TC Media / Keith McAuliffe Des employés d'établissements de santé de l'Ouest-de-l'Île tenaient mercredi une activité de visibilité symbolique afin de dénoncer le projet de loi 10, en vigueur depuis le 1er avril.

Des employés d’établissements de santé de l’Ouest-de-l’Île ont amorcé le 1er avril une série de manifestations pour dénoncer le projet de loi 10 du ministre de la Santé, Gaétan Barrette.

«C’est malade comme réforme», scandaient mercredi une vingtaine de manifestants devant l’hôpital du Lakeshore, pancartes à la main.

Sept établissements de santé de l’Ouest-de-l’Île sont regroupés depuis le 1er avril au sein d’une nouvelle structure portant le nom de Centre intégré universitaire de santé et de services sociaux (CIUSSS).

Les employés reprochent au gouvernement d’avoir élaboré cette loi sans aucune consultation. Selon eux, la nouvelle loi n’augmentera pas les services et ne diminuera pas les coûts, tel qu’annoncé.

«C’est ce qu’on nous avait dit en 2005 lors de la création des CSSS, mais on attend toujours de voir les économies, car c’est le contraire qui s’est produit», a exprimé Denise Lapointe, présidente du syndicat des travailleurs de la région du Lac-St-Louis.

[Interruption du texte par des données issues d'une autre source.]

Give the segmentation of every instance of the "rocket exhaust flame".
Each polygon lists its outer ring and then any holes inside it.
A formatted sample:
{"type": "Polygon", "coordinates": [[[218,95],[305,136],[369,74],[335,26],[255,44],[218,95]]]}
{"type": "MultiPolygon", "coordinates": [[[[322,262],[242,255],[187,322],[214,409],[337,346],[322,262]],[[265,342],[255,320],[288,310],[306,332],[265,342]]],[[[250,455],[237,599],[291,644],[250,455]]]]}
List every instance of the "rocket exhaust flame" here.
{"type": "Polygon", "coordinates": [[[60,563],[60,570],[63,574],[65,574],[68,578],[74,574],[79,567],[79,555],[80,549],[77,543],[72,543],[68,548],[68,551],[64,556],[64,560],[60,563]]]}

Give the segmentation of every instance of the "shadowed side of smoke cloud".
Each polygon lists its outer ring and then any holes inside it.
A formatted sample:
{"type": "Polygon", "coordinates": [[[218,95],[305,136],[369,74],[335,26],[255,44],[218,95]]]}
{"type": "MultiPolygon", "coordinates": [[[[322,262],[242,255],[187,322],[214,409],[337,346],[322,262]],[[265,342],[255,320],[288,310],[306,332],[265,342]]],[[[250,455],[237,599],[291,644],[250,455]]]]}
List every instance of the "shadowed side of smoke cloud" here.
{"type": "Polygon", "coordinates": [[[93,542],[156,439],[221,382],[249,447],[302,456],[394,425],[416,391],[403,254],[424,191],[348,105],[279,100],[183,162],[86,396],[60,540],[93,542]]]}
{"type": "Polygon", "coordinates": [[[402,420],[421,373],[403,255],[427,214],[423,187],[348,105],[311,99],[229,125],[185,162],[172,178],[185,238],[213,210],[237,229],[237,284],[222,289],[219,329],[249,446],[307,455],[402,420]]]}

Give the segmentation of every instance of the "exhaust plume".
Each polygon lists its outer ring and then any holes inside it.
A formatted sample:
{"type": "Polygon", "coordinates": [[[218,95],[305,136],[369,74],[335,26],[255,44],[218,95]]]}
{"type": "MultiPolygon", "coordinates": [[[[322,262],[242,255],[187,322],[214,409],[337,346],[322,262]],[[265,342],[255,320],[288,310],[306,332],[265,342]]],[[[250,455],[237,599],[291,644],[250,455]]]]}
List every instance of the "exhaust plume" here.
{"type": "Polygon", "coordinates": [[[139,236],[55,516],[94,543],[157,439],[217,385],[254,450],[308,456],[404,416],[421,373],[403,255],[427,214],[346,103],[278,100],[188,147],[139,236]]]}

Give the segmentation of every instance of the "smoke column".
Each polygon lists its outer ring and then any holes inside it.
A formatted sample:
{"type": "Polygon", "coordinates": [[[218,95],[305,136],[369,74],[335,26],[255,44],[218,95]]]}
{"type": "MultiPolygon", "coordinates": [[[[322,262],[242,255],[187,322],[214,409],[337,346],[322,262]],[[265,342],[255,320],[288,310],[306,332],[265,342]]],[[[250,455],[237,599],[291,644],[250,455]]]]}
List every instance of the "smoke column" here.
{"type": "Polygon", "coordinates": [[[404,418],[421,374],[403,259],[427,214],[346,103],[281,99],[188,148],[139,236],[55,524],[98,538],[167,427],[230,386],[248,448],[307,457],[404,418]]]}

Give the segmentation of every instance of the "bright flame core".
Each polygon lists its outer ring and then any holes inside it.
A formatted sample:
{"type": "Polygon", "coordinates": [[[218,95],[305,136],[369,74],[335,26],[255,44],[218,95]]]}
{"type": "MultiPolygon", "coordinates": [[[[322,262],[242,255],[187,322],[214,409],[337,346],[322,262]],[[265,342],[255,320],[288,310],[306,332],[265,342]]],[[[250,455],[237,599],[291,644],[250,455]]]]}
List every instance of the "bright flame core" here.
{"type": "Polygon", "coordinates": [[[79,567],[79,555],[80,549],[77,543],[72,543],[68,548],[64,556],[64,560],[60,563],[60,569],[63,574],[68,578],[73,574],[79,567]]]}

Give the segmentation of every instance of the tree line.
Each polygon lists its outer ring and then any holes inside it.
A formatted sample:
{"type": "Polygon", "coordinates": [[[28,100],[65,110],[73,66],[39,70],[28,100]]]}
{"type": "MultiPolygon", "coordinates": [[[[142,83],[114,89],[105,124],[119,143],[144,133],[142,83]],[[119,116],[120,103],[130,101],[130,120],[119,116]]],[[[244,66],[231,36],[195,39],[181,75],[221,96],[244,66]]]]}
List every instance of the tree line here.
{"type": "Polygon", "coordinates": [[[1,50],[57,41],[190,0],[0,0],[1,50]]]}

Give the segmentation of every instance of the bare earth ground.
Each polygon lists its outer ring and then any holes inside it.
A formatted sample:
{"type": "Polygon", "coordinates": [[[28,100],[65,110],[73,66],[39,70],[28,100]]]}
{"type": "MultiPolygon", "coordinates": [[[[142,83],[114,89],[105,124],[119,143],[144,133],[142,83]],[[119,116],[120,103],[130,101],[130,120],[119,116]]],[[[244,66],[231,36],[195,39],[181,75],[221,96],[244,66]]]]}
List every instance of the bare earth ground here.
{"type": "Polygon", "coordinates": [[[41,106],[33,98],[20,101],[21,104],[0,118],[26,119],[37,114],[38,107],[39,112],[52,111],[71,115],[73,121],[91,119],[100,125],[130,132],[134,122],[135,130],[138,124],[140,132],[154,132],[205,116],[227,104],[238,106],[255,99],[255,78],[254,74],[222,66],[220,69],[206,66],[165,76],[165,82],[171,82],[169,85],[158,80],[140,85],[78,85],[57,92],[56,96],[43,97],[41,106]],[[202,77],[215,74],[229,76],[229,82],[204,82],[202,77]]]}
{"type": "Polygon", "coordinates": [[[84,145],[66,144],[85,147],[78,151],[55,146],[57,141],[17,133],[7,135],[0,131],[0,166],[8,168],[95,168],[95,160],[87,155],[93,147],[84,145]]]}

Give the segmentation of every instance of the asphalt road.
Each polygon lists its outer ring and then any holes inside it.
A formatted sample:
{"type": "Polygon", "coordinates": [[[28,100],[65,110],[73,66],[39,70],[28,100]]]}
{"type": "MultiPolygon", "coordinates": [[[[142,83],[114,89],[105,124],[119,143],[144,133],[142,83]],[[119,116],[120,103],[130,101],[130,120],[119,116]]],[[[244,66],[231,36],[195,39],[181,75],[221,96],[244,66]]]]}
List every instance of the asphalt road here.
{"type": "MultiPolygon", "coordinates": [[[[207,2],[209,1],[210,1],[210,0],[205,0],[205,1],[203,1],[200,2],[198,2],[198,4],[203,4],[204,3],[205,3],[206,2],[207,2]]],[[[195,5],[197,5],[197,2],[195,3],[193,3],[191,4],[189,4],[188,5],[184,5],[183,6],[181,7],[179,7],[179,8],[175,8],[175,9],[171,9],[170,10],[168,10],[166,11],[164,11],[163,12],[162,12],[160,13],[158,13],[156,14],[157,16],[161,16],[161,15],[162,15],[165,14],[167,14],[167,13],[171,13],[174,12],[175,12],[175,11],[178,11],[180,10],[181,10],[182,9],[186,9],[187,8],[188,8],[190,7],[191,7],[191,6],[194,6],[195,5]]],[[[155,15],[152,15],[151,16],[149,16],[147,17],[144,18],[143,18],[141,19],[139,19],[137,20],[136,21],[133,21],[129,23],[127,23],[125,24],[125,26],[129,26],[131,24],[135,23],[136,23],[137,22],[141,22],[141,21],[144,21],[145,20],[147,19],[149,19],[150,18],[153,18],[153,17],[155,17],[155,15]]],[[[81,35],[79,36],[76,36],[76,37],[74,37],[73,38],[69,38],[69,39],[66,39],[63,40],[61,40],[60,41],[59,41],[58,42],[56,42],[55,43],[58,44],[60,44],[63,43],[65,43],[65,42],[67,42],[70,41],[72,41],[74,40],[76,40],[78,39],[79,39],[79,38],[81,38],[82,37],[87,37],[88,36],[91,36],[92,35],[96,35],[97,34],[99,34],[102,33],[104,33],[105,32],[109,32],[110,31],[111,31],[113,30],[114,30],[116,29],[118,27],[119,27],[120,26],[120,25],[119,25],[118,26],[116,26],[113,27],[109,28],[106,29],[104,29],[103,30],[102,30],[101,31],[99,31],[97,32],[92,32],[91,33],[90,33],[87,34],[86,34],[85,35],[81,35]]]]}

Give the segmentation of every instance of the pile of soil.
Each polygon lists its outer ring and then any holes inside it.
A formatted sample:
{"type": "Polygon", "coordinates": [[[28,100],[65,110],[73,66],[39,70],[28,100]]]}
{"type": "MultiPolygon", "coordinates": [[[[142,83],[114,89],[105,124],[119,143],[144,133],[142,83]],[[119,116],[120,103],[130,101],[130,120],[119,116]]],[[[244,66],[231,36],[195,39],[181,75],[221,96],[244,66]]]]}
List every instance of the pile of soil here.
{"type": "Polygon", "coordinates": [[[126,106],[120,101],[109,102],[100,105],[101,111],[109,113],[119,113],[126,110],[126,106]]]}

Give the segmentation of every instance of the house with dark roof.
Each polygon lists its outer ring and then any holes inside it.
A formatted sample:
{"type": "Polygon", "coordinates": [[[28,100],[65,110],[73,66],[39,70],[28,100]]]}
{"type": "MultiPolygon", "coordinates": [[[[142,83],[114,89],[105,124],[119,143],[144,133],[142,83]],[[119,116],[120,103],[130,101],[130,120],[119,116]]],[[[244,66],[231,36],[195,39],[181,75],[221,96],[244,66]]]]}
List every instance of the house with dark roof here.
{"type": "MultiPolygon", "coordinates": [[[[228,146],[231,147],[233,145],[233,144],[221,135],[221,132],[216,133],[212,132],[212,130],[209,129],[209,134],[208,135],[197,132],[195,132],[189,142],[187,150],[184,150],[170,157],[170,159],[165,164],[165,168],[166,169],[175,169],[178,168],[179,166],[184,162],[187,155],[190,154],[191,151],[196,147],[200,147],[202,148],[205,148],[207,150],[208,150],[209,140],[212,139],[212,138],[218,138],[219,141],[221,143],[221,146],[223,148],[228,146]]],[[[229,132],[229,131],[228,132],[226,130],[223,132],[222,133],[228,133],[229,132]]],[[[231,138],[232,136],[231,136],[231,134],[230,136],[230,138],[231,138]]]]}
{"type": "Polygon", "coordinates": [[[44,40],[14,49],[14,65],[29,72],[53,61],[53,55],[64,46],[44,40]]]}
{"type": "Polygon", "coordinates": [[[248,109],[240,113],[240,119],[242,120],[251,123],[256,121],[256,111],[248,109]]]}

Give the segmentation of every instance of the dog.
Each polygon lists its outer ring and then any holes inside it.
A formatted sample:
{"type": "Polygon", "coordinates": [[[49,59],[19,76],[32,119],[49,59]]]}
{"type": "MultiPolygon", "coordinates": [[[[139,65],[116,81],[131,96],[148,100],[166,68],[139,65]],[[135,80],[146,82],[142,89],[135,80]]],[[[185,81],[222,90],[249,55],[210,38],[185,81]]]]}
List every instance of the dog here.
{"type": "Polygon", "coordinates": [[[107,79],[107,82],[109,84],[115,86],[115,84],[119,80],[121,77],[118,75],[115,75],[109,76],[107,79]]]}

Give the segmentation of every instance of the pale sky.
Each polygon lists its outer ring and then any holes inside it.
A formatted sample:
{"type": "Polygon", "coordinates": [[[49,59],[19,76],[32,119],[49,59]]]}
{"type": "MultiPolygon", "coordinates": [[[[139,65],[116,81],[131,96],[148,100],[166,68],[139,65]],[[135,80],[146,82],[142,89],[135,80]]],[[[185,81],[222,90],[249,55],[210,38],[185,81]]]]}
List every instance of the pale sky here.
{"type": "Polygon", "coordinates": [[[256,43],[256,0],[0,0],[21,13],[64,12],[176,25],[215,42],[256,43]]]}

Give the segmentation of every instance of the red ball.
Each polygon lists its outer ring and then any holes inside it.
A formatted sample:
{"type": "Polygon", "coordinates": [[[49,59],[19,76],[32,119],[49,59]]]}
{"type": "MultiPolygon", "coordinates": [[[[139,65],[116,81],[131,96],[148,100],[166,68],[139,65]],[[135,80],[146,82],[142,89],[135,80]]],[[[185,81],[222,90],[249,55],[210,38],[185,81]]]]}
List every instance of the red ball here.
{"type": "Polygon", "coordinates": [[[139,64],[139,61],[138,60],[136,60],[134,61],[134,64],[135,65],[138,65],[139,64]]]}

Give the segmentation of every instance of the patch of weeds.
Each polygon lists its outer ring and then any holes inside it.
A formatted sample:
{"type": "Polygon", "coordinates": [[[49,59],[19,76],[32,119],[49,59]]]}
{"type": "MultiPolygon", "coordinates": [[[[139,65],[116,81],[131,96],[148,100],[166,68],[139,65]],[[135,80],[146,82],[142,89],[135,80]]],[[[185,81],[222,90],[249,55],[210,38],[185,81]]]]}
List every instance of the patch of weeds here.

De son côté, Nathalie Paradis, auxiliaire en santé et services sociaux du CLSC de Pierrefonds, voit d’un mauvais œil l’abolition de plusieurs postes de gestionnaires de la santé.

«Moi, je donne le soin, mais ça prend un supérieur immédiat pour évaluer le patient, a-t-elle expliqué. Il y a des patients qui ont seulement une heure de soins quand ils en auraient besoin de 3 heures. Les coupes vont encore plus diminuer la qualité des soins».

Sans contrat de travail
Mobilisés sur plusieurs fronts, les employés dénonçaient également les offres patronales qualifiées «d’affreuses» dans le cadre de la négociation de leur contrat de travail échu depuis le 31 mars.

Le syndicat demande une augmentation de salaire de 4,5% par année, étalée sur trois ans. Quant au gouvernement provincial, il propose un gel salarial les deux premières années et une augmentation de 1% pour chacune des trois années suivantes.

«On se trouve à être très perdant, a exprimé Denise Lapointe. En fin de compte, dans cinq ans, on va avoir encore moins d’argent dans nos poches, car il sera impossible d’absorber l’augmentation du taux d’inflation.»

Le syndicat a prévu du piquetage devant un établissement de santé différent chaque mercredi d’avril.